Orang-orang di sekitar hanya melihat pria itu sebagai seorang pemabuk dan penjudi, tanpa mengetahui niat baik yang tersembunyi di balik tindakannya. Istrinya seringkali khawatir bahwa jika suaminya meninggal, tidak akan ada seorang pun yang mau mengurus jenazahnya. Namun, pria itu selalu menjawab dengan tenang bahwa ia akan dishalatkan oleh Sultan, para ulama, dan para wali.

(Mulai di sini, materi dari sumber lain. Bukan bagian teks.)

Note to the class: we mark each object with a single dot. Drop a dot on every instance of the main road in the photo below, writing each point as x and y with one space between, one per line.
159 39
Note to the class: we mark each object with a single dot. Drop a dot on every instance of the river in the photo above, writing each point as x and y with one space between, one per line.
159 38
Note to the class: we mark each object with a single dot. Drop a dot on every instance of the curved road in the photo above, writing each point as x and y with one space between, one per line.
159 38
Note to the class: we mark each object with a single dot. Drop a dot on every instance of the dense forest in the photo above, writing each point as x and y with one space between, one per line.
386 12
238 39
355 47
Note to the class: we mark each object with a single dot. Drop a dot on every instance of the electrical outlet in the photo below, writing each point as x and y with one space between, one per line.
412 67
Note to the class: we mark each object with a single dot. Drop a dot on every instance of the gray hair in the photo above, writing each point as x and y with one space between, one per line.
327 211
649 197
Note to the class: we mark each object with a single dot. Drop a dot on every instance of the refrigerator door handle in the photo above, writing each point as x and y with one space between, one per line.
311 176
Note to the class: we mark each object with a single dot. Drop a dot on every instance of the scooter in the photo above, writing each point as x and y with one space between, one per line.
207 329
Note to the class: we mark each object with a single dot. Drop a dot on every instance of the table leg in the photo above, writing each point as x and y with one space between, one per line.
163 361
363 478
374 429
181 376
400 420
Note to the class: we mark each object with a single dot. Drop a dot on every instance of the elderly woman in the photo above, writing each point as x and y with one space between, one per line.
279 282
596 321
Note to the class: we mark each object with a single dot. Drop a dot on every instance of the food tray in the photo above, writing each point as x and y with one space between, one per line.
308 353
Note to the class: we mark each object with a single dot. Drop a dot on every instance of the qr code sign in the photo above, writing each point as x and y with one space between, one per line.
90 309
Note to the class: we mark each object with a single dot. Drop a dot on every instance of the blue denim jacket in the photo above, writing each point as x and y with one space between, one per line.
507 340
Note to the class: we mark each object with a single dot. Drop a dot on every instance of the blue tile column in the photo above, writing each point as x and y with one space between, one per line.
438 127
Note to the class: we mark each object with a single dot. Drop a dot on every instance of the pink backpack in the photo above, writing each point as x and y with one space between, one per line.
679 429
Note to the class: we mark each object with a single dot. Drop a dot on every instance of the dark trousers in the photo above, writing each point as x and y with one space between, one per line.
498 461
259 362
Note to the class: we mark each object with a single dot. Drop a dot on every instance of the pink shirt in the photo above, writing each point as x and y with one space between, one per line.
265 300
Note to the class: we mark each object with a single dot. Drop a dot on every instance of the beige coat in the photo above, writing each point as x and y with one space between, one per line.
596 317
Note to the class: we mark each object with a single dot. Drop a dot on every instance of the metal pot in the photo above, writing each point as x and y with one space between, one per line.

Penghormatan Terakhir dari Sang Sultan
Mendengar cerita tersebut, Sultan Murad IV menangis tersedu-sedu. Ia kemudian mengungkapkan identitasnya yang sebenarnya dan berjanji akan mengurus jenazah pria tersebut hingga ke pemakaman. Keesokan harinya, jenazah pria itu dimandikan, dishalatkan, dan dimakamkan dengan dihadiri oleh para ulama, para wali, dan seluruh masyarakat Turki atas perintah Sultan Murad IV.
Kisah ini memberikan pelajaran berharga tentang pentingnya melihat segala sesuatu dari berbagai perspektif dan tidak mudah menghakimi orang lain berdasarkan penampilan luarnya saja. Sultan Murad IV, dengan ketegasannya, menunjukkan bahwa keadilan dan kebijaksanaan harus didasarkan pada pemahaman yang mendalam dan bukan hanya pada prasangka.